Parlamentarischer Abend: Bürokratiearme Nachhaltigkeitsberichterstattung von KMU und Implikationen für Transitionspläne am 18.02.2025
Mit der neuen EU-Richtlinie zur Nachhaltigkeitsberichterstattung (CSRD) wird die Zahl der berichtspflichtigen Unternehmen substanziell erweitert. Für die Anfertigung des geforderten Berichts ist eine Fülle von Informationen aus der Wertschöpfungskette erforderlich. Als Folge erhalten nicht-kapitalmarktorientierte kleine und mittlere Unternehmen (KMU) eine Vielzahl nicht-standardisierter Anfragen, die zu einem hohen bürokratischen Aufwand führen. Durch diesen sog.

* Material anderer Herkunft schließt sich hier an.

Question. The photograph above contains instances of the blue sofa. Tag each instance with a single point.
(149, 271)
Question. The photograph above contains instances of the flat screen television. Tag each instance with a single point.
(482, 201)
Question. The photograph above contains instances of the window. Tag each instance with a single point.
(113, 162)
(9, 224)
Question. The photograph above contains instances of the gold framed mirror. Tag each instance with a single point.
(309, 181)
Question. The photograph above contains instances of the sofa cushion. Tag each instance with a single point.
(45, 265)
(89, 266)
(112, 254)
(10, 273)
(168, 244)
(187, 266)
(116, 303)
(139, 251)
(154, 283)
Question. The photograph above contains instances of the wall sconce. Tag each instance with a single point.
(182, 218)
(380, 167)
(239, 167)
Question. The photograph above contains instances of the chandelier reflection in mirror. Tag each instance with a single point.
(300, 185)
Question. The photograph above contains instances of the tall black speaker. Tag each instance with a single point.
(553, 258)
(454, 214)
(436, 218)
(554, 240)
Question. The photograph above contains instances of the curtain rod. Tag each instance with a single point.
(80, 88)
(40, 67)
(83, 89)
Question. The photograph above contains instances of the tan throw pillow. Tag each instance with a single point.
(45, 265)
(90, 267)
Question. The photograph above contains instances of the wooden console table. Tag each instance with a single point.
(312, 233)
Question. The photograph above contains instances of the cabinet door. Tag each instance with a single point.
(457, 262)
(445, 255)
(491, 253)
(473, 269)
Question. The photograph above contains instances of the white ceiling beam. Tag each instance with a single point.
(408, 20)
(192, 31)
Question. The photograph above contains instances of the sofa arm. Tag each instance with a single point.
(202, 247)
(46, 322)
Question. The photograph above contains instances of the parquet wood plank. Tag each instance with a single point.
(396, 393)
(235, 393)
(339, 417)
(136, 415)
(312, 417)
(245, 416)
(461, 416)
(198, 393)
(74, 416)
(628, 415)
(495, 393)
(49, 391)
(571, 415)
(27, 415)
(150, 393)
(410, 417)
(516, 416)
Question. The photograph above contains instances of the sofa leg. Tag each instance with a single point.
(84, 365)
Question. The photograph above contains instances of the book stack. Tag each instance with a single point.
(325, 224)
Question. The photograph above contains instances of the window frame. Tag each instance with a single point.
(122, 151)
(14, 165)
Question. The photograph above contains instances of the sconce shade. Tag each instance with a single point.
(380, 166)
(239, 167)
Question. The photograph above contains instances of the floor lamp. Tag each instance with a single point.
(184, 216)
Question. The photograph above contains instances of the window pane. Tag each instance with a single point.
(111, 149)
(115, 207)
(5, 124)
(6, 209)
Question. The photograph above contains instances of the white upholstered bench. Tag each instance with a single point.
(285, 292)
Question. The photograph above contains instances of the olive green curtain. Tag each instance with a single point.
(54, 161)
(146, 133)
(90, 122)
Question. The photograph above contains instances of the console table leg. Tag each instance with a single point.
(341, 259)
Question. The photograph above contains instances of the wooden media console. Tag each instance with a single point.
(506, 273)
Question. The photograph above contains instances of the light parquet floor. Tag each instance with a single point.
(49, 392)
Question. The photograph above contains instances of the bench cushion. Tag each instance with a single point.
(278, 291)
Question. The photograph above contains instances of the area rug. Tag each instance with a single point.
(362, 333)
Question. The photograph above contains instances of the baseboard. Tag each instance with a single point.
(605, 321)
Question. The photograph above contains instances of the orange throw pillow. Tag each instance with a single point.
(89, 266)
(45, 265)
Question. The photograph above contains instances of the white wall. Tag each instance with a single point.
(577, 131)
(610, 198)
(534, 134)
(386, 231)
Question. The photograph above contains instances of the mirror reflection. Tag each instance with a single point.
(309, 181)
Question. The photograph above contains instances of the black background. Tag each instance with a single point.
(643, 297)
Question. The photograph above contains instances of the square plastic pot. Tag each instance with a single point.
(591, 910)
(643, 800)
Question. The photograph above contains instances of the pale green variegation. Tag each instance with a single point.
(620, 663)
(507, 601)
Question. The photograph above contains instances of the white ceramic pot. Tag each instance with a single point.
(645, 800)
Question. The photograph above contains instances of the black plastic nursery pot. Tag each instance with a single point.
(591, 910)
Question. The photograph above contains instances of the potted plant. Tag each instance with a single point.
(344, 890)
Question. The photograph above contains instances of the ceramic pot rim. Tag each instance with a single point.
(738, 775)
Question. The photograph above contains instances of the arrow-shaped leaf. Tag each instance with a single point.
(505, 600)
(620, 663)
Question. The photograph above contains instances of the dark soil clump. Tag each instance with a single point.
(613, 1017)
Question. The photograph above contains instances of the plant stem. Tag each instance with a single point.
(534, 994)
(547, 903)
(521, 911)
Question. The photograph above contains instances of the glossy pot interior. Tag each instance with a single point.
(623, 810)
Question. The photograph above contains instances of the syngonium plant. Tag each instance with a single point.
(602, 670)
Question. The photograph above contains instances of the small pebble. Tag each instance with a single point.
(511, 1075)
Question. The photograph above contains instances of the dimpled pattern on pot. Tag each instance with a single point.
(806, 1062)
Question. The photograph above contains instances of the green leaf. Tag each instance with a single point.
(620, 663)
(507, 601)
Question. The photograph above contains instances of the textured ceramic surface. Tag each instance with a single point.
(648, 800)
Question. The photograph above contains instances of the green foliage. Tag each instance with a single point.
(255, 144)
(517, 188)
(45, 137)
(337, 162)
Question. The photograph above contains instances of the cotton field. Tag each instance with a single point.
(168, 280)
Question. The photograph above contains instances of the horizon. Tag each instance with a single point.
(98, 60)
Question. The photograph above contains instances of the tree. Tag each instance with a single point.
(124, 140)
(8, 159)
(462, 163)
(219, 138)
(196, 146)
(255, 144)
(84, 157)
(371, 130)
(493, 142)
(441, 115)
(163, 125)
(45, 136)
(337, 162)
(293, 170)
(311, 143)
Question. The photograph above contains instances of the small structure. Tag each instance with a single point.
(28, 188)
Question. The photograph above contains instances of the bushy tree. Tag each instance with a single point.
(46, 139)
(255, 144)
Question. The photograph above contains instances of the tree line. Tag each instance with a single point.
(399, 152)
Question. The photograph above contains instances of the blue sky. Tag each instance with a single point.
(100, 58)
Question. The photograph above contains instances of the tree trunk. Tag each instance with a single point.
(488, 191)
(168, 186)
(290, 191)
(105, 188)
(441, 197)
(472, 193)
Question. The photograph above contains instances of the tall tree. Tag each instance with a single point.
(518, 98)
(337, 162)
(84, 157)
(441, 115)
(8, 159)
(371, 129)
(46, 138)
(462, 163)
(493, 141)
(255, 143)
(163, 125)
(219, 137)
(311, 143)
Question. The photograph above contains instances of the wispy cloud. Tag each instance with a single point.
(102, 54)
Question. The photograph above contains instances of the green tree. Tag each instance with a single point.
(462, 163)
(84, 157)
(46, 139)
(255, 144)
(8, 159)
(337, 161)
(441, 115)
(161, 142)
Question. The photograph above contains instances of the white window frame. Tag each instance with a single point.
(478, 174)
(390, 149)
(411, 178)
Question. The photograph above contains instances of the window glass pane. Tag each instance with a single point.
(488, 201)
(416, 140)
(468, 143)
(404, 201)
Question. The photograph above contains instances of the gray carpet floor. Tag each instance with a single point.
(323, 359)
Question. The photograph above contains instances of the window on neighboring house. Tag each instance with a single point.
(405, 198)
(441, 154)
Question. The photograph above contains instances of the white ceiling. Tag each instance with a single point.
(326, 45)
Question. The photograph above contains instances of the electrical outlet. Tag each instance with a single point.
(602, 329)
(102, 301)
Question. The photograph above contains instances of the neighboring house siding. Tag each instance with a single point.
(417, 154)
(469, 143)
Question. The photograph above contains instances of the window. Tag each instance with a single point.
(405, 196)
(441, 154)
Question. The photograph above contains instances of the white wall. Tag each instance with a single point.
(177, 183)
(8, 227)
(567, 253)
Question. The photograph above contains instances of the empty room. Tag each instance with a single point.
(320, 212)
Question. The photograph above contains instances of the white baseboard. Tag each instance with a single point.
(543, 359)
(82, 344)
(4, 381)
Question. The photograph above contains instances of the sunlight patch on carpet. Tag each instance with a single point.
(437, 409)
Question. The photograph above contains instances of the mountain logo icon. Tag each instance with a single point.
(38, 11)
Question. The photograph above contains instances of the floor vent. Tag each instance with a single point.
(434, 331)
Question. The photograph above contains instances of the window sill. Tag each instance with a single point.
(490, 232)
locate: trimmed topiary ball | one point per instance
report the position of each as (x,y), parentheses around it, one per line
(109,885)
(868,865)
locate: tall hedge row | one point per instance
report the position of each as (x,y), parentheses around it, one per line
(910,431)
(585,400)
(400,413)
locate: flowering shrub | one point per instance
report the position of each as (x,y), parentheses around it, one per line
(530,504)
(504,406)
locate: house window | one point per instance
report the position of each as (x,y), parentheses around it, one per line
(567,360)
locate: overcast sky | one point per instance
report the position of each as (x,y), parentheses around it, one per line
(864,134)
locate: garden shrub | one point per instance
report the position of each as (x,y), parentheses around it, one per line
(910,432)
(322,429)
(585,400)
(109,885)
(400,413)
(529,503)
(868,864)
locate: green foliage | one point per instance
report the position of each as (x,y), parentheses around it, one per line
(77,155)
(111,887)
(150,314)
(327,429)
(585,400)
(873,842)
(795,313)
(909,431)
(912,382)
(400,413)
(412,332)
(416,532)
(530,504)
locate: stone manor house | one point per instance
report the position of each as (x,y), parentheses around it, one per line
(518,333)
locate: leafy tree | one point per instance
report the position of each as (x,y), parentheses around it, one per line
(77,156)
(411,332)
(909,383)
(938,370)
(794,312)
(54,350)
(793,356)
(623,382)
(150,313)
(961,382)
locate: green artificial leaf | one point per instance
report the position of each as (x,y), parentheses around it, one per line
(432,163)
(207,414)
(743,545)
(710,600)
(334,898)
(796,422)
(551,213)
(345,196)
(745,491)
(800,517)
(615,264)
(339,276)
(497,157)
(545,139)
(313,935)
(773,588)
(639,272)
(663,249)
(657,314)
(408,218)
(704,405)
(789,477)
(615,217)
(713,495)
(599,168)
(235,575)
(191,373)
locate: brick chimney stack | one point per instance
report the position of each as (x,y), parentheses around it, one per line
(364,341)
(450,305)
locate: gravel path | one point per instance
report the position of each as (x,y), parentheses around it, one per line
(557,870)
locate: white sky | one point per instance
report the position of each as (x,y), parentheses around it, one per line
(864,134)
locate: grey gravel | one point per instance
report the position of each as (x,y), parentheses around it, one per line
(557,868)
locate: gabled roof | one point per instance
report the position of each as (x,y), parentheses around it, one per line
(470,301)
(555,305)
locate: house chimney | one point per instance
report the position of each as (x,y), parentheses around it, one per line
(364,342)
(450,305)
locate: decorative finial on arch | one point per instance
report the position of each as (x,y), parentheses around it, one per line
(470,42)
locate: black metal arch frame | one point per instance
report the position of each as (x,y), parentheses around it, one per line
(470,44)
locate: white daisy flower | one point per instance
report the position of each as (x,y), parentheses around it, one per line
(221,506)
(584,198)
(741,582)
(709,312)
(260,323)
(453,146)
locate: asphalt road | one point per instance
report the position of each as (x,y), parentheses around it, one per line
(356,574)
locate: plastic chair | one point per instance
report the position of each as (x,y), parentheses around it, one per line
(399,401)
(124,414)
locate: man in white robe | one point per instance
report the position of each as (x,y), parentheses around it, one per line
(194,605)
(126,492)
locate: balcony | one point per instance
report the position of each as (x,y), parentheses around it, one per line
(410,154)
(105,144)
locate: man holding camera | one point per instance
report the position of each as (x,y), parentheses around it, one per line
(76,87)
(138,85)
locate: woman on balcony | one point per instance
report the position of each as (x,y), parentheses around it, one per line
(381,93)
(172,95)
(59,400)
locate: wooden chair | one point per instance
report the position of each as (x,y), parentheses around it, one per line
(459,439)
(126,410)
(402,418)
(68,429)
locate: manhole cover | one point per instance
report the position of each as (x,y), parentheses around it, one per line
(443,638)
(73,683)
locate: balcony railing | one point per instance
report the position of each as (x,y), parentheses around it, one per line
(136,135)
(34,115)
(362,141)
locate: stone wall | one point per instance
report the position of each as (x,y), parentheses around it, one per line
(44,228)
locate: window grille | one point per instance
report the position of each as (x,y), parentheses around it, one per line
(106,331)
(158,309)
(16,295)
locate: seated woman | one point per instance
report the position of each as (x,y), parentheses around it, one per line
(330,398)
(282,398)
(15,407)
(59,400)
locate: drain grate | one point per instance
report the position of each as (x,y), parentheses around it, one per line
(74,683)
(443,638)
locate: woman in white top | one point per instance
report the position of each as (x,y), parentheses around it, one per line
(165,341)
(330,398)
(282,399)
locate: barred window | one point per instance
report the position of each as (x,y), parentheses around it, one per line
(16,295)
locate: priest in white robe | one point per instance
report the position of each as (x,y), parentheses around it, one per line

Trickle-down-Effekt werden KMU indirekt zur Bereitstellung von Nachhaltigkeitsinformationen verpflichtet, obwohl sie formal nicht von der Berichtspflicht betroffen sind.
- Wie gehen KMU mit den Herausforderungen in der Nachhaltigkeitsberichterstattung um?
- Welche Unterstützung bietet der im finalen Entwurf bei der Europäischen Kommission liegende Voluntary SME Standard (VSME)?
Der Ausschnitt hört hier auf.